Design space of the micronization process based on the Quality by Design (QbD)


ABSTRACT: Since the FDA and EMS have actively begun sponsoring the Quality by Design (QbD), this has started to be a more and more active philosophy in the development of new drugs. Pharmaceutical companies have grasped the real value and the benefits that this new approach can produce and have started to introduce it in the projects they deem as the most important. In order for the QbD to be successfully implemented, it is necessary to develop an in-depth and consolidated knowledge of the involved processes, from the production of the active ingredient to the production of the finished pharmaceutical form. A single company, however big, can’t manage all the project’s stages and needs to outsource a part of it. Thus it becomes critical, in order to implement the QbD, that a clear and direct communication channel is opened between the customer and the service supplier, so that the latter can help the former in the elaboration of the QbD connected to the supplied service.



Jetpharma is a company specialized in micronization services of active ingredients and highly active molecules. Through our Jet mills, designed and developed thanks to more than forty years of experience, we are able to reach PSD of between 1 and 5µm, guaranteeing our customers an excellent scalability and an exceptional process performance. In order to constantly improve and always support our most demanding clients, we have decided to implement the Quality by Design concept into our micronization processes. The following case history shows in detail how this modern approach can produce benefits since its very first development.



The QbD is a modern scientific approach to develop and produce drugs, based on international guidelines (ICH Q8 «Ph. Development»; Q9 «Quality Risk Management»; Q10 «Ph. Quality System»), which starts out, first, with the definition of the final product’s qualitative goals and then progresses through the understanding of the process and framework aspects influencing the Critical Quality Attributes (CQAs). Furthermore, it uses the Process Analytical Technology (PAT), in other words, the on-line analytical instruments which in real time collect and transmit data on the raw material behaviour during the process.

The result of the QbD implementation is to reach the development of a production method capable of always guaranteeing a successful achievement of the qualitative characteristics of a drug.


Through a previous knowledge of production operations, the use of a statistical method, the risk analysis and the PAT implementation, it is possible to identify and study the most critical variables of the production process and to understand how these influence each other. Such knowledge, as a consequence, leads to an improved management of deviations which, for companies, results in a remarkable savings and in a higher security when identifying causes and eventual solutions.



In the past, a fair amount of time has not been devoted to the understanding of the variables at work during a drug development, thus this lack of knowledge has lead to a scarce capacity of reaction to the problems which could be met during a production process.

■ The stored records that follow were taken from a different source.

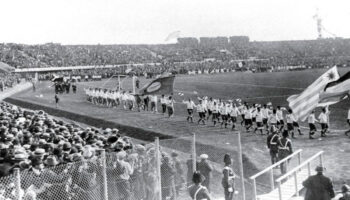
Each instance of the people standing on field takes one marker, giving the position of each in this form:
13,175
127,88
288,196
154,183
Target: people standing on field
190,106
311,120
323,119
272,144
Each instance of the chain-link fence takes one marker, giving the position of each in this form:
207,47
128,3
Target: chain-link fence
157,171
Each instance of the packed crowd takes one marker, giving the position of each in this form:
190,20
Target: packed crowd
8,81
314,53
59,160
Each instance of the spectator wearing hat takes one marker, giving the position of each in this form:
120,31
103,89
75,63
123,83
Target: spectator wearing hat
284,149
205,168
197,191
318,186
126,170
167,179
228,178
345,190
179,172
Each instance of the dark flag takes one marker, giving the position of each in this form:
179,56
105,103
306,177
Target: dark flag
162,85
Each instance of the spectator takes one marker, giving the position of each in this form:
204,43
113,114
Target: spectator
205,169
318,186
197,191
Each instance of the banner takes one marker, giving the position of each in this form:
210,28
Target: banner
162,85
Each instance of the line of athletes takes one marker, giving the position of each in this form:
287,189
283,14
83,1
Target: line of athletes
114,98
253,115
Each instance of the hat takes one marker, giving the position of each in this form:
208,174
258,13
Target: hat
121,154
66,146
174,154
51,161
39,152
20,156
227,159
345,188
197,177
319,169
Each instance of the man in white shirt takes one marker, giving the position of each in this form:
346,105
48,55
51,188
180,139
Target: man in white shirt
280,118
201,112
265,114
259,121
154,99
234,112
311,120
323,118
163,103
348,120
190,106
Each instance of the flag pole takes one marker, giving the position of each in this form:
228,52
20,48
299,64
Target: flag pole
133,84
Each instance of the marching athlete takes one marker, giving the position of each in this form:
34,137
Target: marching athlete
272,144
248,118
234,112
190,106
323,119
259,121
163,103
224,113
273,118
201,112
265,114
215,111
280,118
311,120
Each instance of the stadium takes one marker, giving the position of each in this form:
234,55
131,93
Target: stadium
180,120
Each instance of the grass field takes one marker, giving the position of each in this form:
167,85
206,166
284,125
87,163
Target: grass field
257,88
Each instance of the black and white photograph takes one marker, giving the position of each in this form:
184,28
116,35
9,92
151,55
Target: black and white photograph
175,100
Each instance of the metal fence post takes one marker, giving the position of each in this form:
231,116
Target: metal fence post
272,181
18,184
241,164
158,163
194,154
104,174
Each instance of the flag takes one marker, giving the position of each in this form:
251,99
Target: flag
173,35
162,85
336,91
302,104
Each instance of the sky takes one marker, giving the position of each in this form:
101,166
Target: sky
151,21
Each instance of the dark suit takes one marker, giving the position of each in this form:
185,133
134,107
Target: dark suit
318,187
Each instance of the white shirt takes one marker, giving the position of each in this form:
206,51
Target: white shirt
153,98
189,104
234,112
163,100
290,118
265,113
259,116
311,119
279,115
247,114
323,118
273,118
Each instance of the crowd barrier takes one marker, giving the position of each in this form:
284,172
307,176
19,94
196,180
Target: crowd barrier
156,175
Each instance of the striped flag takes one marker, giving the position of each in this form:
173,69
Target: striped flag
302,104
336,91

Nowadays, thanks to the active participation of EMA and the FDA, pharmaceutical companies admit the necessity to exhaustively investigate the whole production process and to enforce a control not only aimed at checking whether the final product complies with the settled specifications, but also at live monitoring the process.

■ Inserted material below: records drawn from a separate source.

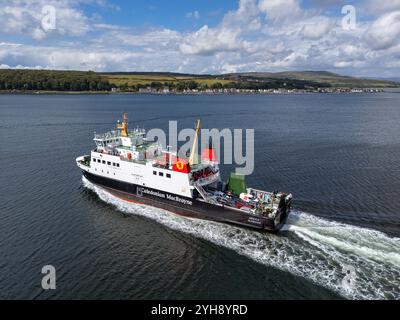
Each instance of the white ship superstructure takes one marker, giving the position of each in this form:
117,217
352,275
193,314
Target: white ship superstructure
129,166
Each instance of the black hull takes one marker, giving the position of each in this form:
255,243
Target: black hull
187,206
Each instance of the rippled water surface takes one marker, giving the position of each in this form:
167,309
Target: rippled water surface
338,154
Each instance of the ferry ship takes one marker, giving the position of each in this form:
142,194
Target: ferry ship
128,166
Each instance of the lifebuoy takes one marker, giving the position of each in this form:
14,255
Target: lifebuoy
180,165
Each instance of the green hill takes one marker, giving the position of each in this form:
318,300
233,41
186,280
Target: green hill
323,77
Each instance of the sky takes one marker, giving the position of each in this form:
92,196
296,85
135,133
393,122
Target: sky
360,38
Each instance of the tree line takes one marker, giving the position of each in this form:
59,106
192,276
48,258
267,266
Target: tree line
52,80
242,85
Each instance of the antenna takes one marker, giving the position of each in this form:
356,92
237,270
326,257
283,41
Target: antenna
124,126
191,159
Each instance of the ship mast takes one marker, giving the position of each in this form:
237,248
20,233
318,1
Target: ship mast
124,125
191,159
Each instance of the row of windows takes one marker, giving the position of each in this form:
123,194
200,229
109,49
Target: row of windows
108,162
161,174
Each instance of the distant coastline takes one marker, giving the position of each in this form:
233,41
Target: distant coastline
22,81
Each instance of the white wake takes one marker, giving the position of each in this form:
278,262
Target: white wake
355,262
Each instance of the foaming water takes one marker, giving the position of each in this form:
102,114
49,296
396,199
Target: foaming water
355,262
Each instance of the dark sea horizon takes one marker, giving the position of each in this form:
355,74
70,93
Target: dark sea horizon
338,154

By implementing the QbD, not only will companies be able to more quickly and more safely uncover the causes of an eventual deviation, but it will be also possible to obtain a deeper knowledge about the process.


The FDA and EMA have realized that the present regulation system does not support innovation inside production processes and it’s often the cause of delays in the registration procedure due to lack of information. For this reason, both authorities – FDA and EMA – have been insisting for many years that every new drug is to be developed according to the Quality by Design; although the initial cost of such a development is high and demands a team of people with a very different backgrounds, advantages for the companies that will decide to implement it will be numerous and include the following benefits:

  • A reduction of the time necessary to get the approval from the Authorities themselves;
  • An easier process of identifying the causes generating non conforming production lots;
  • A net reduction of the non conforming production lots: at present, a non conforming production lot costs pharmaceutical companies approximately 500,000 Euros;
  • An easier achievement and maintaining of the regulation requisites;
  • The possibility to optimize the production process;



We frequently happen to interconnect with customers who, once identified the PSD as a CQA (Critical Quality Attribute), need to define a design space for the micronization process.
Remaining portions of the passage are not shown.